With hundreds of beaches to choose from, there are plenty of places you can take a chilly dip. Good options are Mission Bay, Takapuna and Narrow Neck, and some communities even have local swimming clubs. Before you take the plunge, read up on how to stay warm before and afterwards, as well as other safety guidelines.
If you’re swimming out of your depth, go with a group or have someone on the beach to keep an eye on you, and wear a brightly coloured cap so any nearby watercraft can spot you. Also look at the SafeSwim website first to check the water quality and conditions. And if you’re not quite game enough, go for a stroll in the shallows – the feeling of cold water and sand beneath your feet will still elevate your mood.
3. Give back
Giving back to your community will definitely lift your spirits. In fact, an 18-year-long UK study showed that volunteers experienced better health and life satisfaction. Choose an activity that’s meaningful to you, such as attending a tree planting day or a beach clean-up. Not only will you be helping the environment, you’ll also make new connections, particularly if you’re volunteering in your local neighbourhood.
4. Ride a rainbow or freewheel along a bright pink pathway
Get those wheels turning! There are cycle paths to explore all over the city, but if you’re looking for great vistas plus a burst of colour on a grey day why not ride the Waterview Path, to the Grey Lynn to Waterview Path outside Unitec has a rainbow you can ride along.

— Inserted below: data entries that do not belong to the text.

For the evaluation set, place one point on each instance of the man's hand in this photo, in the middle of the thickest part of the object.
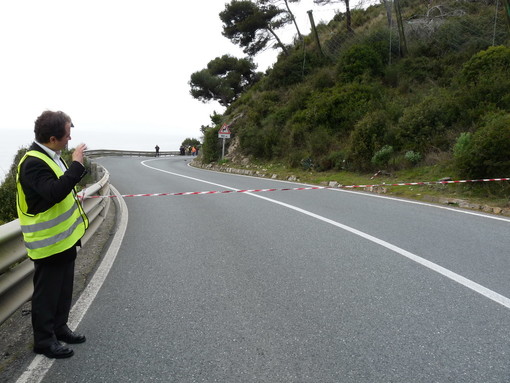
(78, 153)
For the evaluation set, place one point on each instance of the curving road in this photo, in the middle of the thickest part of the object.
(293, 286)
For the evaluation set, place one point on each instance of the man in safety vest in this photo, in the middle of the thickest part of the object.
(52, 221)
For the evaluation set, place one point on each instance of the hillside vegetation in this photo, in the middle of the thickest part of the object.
(360, 103)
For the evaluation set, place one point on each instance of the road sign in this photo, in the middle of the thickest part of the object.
(224, 131)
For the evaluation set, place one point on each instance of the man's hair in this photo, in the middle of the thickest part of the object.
(50, 124)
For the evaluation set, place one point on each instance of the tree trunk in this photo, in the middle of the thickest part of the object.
(278, 39)
(293, 20)
(348, 16)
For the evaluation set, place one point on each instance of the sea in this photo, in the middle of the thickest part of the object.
(11, 140)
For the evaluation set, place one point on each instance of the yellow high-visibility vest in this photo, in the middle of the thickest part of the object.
(56, 229)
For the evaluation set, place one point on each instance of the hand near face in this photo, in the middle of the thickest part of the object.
(78, 153)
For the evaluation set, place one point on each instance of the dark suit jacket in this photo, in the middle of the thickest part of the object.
(43, 189)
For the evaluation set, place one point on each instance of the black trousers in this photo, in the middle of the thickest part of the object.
(51, 300)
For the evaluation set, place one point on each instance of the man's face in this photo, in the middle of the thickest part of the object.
(59, 144)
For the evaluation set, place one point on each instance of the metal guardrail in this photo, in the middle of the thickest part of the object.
(16, 270)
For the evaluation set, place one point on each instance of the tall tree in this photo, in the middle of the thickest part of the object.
(252, 26)
(289, 12)
(224, 79)
(347, 10)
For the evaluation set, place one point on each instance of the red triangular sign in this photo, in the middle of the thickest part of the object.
(224, 129)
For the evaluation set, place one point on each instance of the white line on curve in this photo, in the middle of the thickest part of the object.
(492, 295)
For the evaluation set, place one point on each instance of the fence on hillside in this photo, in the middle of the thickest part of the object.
(445, 23)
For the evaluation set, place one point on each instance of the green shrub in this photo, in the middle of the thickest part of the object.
(489, 63)
(383, 156)
(413, 157)
(357, 61)
(339, 108)
(423, 126)
(367, 135)
(212, 146)
(485, 153)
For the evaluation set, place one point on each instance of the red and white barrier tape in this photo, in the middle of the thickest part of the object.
(301, 188)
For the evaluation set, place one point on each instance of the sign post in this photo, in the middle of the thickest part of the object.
(224, 133)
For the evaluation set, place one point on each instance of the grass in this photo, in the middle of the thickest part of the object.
(495, 194)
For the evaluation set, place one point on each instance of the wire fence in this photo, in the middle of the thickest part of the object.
(449, 26)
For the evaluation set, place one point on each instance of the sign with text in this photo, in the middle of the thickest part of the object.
(224, 131)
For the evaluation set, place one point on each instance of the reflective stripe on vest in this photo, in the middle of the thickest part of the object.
(56, 229)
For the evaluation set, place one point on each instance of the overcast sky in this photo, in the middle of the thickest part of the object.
(119, 68)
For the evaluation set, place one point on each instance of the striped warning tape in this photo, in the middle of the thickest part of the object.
(300, 188)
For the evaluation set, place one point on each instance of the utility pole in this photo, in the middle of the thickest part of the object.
(400, 25)
(312, 22)
(506, 4)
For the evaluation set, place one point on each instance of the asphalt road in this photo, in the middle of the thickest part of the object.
(293, 286)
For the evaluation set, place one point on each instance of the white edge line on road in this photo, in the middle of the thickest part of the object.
(365, 194)
(492, 295)
(36, 371)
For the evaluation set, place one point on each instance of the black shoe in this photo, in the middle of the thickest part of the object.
(70, 337)
(55, 350)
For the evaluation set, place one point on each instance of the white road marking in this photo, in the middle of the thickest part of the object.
(40, 364)
(492, 295)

Then shake off the blues and go pink by iding or walking along Te Ara I Whiti / The Lightpath – this magenta-coloured cycleway starts at upper Queen Street and crosses the motorway to the Nelson Street off-ramp. It’s an inspiring illuminated space with interactive lights and Māori designs, including a 140-square-metre koru pattern at the northern end.
5. Dose yourself with art and caffeine
Sometimes all you need to lift your spirits on a grey day is a change of scene, and Auckland Art Gallery Toi o Tāmaki delivers multiple scenes through its dynamic exhibitions. Ponder over paintings, photography and sculpture in Aotearoa’s largest art museum, then catch up with a friend for coffee in the sunny cafe overlooking Albert Park. If you don’t feel like making the trek into town, there are galleries all over the region, many of which also offer classes where you can learn a new skill – another way to help shift your mindset.